Students of Iona High School taking part in a six-week internship programme through a partnership between Sandals Corporate University (SCU) and the Jamaica Centre of Tourism Innovation (JCTI). (Photo: Contributed)

Christopher Elliot, general manager of Sandals Montego Bay, commented, “We are happy to partner with the JCTI to nurture students at this stage of their lives, which is crucial to decision-making for the future. We partner with the learning and development team to ensure they truly are immersed in the operations and are being guided by team members and managers in the day-to-day tasks that are required to give our guests the best experiences. We believe that this period serves as a time to expose them to what it takes to work in the industry with the hope that they will be inspired enough to venture into the field.”

Tevin Campbell, learning and development manager at Sandals South Coast, shared that the team has 36 vibrant interns who are immersed in the Sandals experience.

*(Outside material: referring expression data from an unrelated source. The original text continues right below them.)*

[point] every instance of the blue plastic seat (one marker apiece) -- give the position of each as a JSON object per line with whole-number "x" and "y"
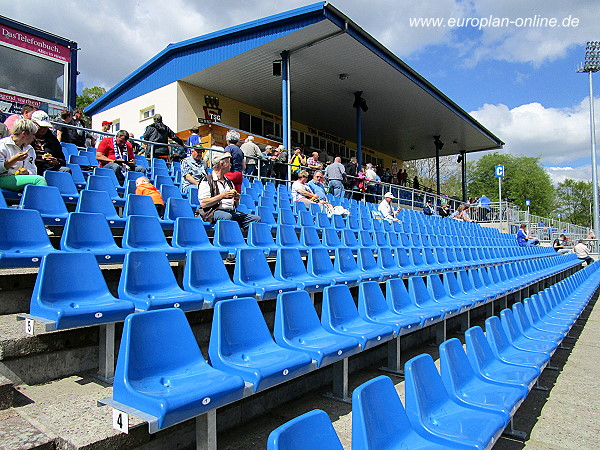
{"x": 290, "y": 267}
{"x": 47, "y": 201}
{"x": 106, "y": 184}
{"x": 100, "y": 202}
{"x": 252, "y": 270}
{"x": 149, "y": 282}
{"x": 23, "y": 238}
{"x": 482, "y": 360}
{"x": 214, "y": 284}
{"x": 260, "y": 236}
{"x": 142, "y": 205}
{"x": 71, "y": 291}
{"x": 372, "y": 307}
{"x": 340, "y": 316}
{"x": 297, "y": 327}
{"x": 145, "y": 233}
{"x": 312, "y": 430}
{"x": 162, "y": 372}
{"x": 399, "y": 301}
{"x": 429, "y": 407}
{"x": 241, "y": 344}
{"x": 89, "y": 232}
{"x": 189, "y": 234}
{"x": 469, "y": 386}
{"x": 65, "y": 184}
{"x": 345, "y": 264}
{"x": 379, "y": 420}
{"x": 228, "y": 236}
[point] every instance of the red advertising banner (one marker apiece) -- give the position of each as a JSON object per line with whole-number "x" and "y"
{"x": 34, "y": 43}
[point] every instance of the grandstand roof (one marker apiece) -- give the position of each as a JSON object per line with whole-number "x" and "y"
{"x": 405, "y": 110}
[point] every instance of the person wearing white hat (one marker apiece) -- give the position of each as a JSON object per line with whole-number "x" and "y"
{"x": 386, "y": 209}
{"x": 48, "y": 151}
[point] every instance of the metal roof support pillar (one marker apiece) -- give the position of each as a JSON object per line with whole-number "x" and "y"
{"x": 463, "y": 170}
{"x": 438, "y": 147}
{"x": 285, "y": 105}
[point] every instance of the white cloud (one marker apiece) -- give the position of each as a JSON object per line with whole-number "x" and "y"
{"x": 556, "y": 135}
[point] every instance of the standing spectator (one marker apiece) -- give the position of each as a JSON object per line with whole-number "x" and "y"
{"x": 144, "y": 187}
{"x": 351, "y": 174}
{"x": 26, "y": 112}
{"x": 298, "y": 160}
{"x": 266, "y": 164}
{"x": 106, "y": 128}
{"x": 218, "y": 197}
{"x": 583, "y": 252}
{"x": 386, "y": 209}
{"x": 301, "y": 192}
{"x": 160, "y": 133}
{"x": 193, "y": 169}
{"x": 523, "y": 239}
{"x": 335, "y": 175}
{"x": 48, "y": 151}
{"x": 17, "y": 157}
{"x": 116, "y": 153}
{"x": 252, "y": 154}
{"x": 484, "y": 207}
{"x": 313, "y": 163}
{"x": 68, "y": 134}
{"x": 194, "y": 139}
{"x": 238, "y": 162}
{"x": 316, "y": 185}
{"x": 280, "y": 166}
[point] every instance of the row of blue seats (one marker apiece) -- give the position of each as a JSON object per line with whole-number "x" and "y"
{"x": 475, "y": 394}
{"x": 162, "y": 373}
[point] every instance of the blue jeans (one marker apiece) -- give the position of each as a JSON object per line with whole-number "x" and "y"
{"x": 117, "y": 169}
{"x": 244, "y": 220}
{"x": 337, "y": 188}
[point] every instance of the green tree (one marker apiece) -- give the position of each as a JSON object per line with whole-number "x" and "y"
{"x": 574, "y": 200}
{"x": 524, "y": 180}
{"x": 88, "y": 95}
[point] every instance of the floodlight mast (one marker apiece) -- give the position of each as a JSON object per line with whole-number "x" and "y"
{"x": 591, "y": 65}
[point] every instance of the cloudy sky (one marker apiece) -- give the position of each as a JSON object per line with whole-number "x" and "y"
{"x": 501, "y": 60}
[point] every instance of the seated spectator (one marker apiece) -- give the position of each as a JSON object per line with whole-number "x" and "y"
{"x": 443, "y": 210}
{"x": 316, "y": 185}
{"x": 48, "y": 151}
{"x": 17, "y": 157}
{"x": 218, "y": 197}
{"x": 583, "y": 252}
{"x": 386, "y": 209}
{"x": 523, "y": 239}
{"x": 336, "y": 174}
{"x": 461, "y": 214}
{"x": 193, "y": 169}
{"x": 252, "y": 154}
{"x": 301, "y": 192}
{"x": 116, "y": 153}
{"x": 144, "y": 187}
{"x": 428, "y": 209}
{"x": 26, "y": 112}
{"x": 560, "y": 243}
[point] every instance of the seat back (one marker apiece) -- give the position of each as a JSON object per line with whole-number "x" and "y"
{"x": 228, "y": 234}
{"x": 310, "y": 431}
{"x": 96, "y": 202}
{"x": 143, "y": 232}
{"x": 45, "y": 199}
{"x": 86, "y": 231}
{"x": 378, "y": 417}
{"x": 22, "y": 229}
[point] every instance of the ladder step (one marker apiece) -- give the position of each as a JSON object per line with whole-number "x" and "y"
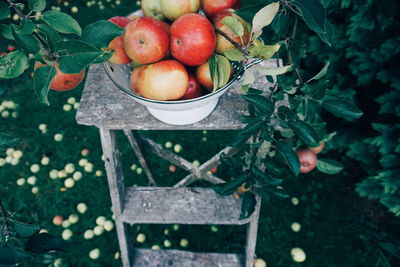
{"x": 184, "y": 205}
{"x": 180, "y": 258}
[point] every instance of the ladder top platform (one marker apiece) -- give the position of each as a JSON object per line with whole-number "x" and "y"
{"x": 182, "y": 205}
{"x": 179, "y": 258}
{"x": 104, "y": 105}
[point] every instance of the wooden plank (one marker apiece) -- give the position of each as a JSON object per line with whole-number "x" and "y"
{"x": 105, "y": 106}
{"x": 251, "y": 239}
{"x": 179, "y": 258}
{"x": 167, "y": 205}
{"x": 116, "y": 184}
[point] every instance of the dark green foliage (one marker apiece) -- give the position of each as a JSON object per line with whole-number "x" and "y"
{"x": 365, "y": 65}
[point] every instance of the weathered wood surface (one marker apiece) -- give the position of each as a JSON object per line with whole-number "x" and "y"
{"x": 179, "y": 258}
{"x": 167, "y": 205}
{"x": 116, "y": 184}
{"x": 105, "y": 106}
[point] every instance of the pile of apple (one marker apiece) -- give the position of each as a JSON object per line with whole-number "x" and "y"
{"x": 170, "y": 46}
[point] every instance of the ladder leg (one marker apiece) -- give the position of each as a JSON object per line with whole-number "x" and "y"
{"x": 117, "y": 190}
{"x": 252, "y": 234}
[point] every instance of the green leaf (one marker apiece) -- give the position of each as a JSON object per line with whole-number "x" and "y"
{"x": 27, "y": 42}
{"x": 321, "y": 73}
{"x": 101, "y": 33}
{"x": 49, "y": 35}
{"x": 62, "y": 22}
{"x": 341, "y": 108}
{"x": 5, "y": 30}
{"x": 234, "y": 25}
{"x": 13, "y": 64}
{"x": 37, "y": 5}
{"x": 74, "y": 55}
{"x": 273, "y": 71}
{"x": 23, "y": 229}
{"x": 263, "y": 18}
{"x": 11, "y": 255}
{"x": 43, "y": 77}
{"x": 7, "y": 141}
{"x": 252, "y": 127}
{"x": 248, "y": 205}
{"x": 26, "y": 26}
{"x": 42, "y": 243}
{"x": 229, "y": 187}
{"x": 329, "y": 166}
{"x": 4, "y": 10}
{"x": 305, "y": 132}
{"x": 233, "y": 54}
{"x": 264, "y": 51}
{"x": 290, "y": 156}
{"x": 263, "y": 104}
{"x": 313, "y": 14}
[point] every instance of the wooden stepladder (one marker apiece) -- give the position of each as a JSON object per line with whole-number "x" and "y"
{"x": 103, "y": 105}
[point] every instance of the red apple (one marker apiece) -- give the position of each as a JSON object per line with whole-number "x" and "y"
{"x": 318, "y": 148}
{"x": 174, "y": 9}
{"x": 120, "y": 21}
{"x": 308, "y": 160}
{"x": 64, "y": 81}
{"x": 203, "y": 76}
{"x": 57, "y": 220}
{"x": 222, "y": 43}
{"x": 119, "y": 56}
{"x": 212, "y": 7}
{"x": 192, "y": 39}
{"x": 194, "y": 88}
{"x": 146, "y": 40}
{"x": 164, "y": 80}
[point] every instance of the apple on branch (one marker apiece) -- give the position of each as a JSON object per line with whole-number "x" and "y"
{"x": 146, "y": 40}
{"x": 119, "y": 56}
{"x": 212, "y": 7}
{"x": 63, "y": 81}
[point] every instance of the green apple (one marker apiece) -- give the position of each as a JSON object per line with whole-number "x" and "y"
{"x": 173, "y": 9}
{"x": 152, "y": 8}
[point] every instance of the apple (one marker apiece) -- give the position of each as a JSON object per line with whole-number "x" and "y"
{"x": 64, "y": 81}
{"x": 57, "y": 220}
{"x": 318, "y": 148}
{"x": 192, "y": 39}
{"x": 152, "y": 8}
{"x": 203, "y": 76}
{"x": 174, "y": 9}
{"x": 212, "y": 7}
{"x": 308, "y": 160}
{"x": 194, "y": 89}
{"x": 146, "y": 40}
{"x": 164, "y": 80}
{"x": 222, "y": 42}
{"x": 134, "y": 78}
{"x": 119, "y": 56}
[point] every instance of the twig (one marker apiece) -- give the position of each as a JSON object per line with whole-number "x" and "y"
{"x": 5, "y": 216}
{"x": 237, "y": 46}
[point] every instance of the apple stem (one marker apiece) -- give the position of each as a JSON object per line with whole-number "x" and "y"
{"x": 237, "y": 46}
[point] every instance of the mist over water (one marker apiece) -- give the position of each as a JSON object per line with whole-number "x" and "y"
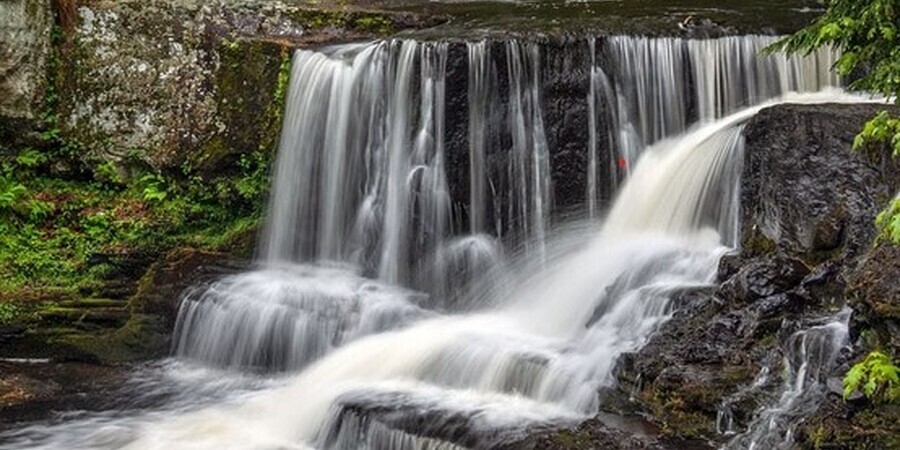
{"x": 378, "y": 310}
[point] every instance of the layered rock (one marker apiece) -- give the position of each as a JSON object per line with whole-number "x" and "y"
{"x": 808, "y": 208}
{"x": 25, "y": 27}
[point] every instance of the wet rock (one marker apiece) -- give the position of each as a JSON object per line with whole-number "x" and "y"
{"x": 803, "y": 187}
{"x": 161, "y": 288}
{"x": 36, "y": 390}
{"x": 762, "y": 278}
{"x": 874, "y": 294}
{"x": 24, "y": 51}
{"x": 165, "y": 83}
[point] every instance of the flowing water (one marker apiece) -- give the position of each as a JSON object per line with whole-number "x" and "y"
{"x": 389, "y": 314}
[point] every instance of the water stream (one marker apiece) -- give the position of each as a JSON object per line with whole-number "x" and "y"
{"x": 388, "y": 314}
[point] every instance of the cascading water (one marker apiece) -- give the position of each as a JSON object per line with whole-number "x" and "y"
{"x": 658, "y": 87}
{"x": 809, "y": 357}
{"x": 361, "y": 195}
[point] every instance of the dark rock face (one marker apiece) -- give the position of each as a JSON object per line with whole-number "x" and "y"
{"x": 764, "y": 278}
{"x": 803, "y": 188}
{"x": 874, "y": 293}
{"x": 161, "y": 289}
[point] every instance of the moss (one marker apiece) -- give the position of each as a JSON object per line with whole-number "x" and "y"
{"x": 364, "y": 22}
{"x": 679, "y": 417}
{"x": 142, "y": 337}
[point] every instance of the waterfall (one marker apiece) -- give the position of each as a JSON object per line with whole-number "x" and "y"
{"x": 386, "y": 311}
{"x": 541, "y": 354}
{"x": 809, "y": 357}
{"x": 360, "y": 173}
{"x": 658, "y": 87}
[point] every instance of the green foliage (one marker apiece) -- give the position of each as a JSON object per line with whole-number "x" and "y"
{"x": 866, "y": 34}
{"x": 882, "y": 128}
{"x": 11, "y": 193}
{"x": 876, "y": 376}
{"x": 888, "y": 222}
{"x": 8, "y": 312}
{"x": 153, "y": 187}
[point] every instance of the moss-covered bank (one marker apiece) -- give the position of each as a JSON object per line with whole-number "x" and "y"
{"x": 143, "y": 159}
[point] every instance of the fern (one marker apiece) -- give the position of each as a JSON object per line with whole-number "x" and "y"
{"x": 876, "y": 376}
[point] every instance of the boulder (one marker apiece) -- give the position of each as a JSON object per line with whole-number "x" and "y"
{"x": 25, "y": 27}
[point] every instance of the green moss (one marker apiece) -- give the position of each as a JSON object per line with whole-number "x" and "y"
{"x": 365, "y": 22}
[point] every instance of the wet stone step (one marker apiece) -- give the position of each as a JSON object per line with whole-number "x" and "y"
{"x": 98, "y": 315}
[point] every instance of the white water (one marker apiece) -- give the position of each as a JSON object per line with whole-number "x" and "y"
{"x": 545, "y": 327}
{"x": 661, "y": 86}
{"x": 809, "y": 357}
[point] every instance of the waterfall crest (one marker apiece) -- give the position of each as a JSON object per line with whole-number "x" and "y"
{"x": 389, "y": 302}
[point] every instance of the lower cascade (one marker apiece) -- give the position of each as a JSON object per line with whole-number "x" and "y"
{"x": 388, "y": 312}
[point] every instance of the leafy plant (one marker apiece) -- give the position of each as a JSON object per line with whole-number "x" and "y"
{"x": 888, "y": 222}
{"x": 154, "y": 187}
{"x": 8, "y": 312}
{"x": 11, "y": 193}
{"x": 30, "y": 158}
{"x": 876, "y": 376}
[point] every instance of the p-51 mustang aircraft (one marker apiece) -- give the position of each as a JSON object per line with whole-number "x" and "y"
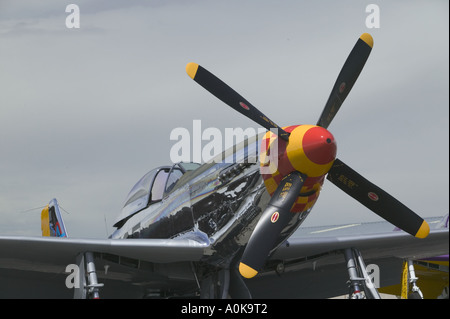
{"x": 191, "y": 230}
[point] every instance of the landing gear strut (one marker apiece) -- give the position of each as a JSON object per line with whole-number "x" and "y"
{"x": 360, "y": 280}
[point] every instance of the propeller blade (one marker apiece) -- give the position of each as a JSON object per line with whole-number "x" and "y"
{"x": 346, "y": 78}
{"x": 230, "y": 97}
{"x": 275, "y": 217}
{"x": 377, "y": 200}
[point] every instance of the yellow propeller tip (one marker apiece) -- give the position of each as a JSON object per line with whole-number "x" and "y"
{"x": 191, "y": 69}
{"x": 246, "y": 271}
{"x": 423, "y": 231}
{"x": 367, "y": 38}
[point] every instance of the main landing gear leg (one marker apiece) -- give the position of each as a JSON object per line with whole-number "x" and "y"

As an educator, Campbell said it was heartening to see the students grasp information quickly and enthusiastically, adding, “They’re not just learning, they’re shaping the future of hospitality and paving their way to becoming the industry’s next leaders.” 

Students of Oracabessa High School taking part in a six-week internship programme through a partnership between Sandals Corporate University (SCU) and the Jamaica Centre of Tourism Innovation (JCTI). (Photo: Contributed)

Daniel Hosang, an upper sixth-form student at Ferncourt High School assigned to the Sandals Ochi Beach Resort’s sales department, highlighted his joy at being a part of this programme.

He admitted that he is quite familiar with the industry as his stepfather worked with the Jamaica Union of Travelers Association (JUTA) and he would tell him about the wonderful guests he spoke to and the experiences he had daily.  

Students of St. Mary High School taking part in a six-week internship programme through a partnership between Sandals Corporate University (SCU) and the Jamaica Centre of Tourism Innovation (JCTI). (Photo: Contributed)

“Even though an internship is a prerequisite for graduation, I am thrilled to have been allowed to be at Sandals.  To be given this opportunity to get hands-on experience, shadow senior leaders and learn more about the culture and what the resort has to offer is truly amazing. I am also getting more exposure, meeting guests from across the world and learning about providing service excellence. I chose to study hospitality and tourism because it is our country’s fastest-growing sector. I hope to be a manager in the industry training interns like myself one day,” Hosang expressed.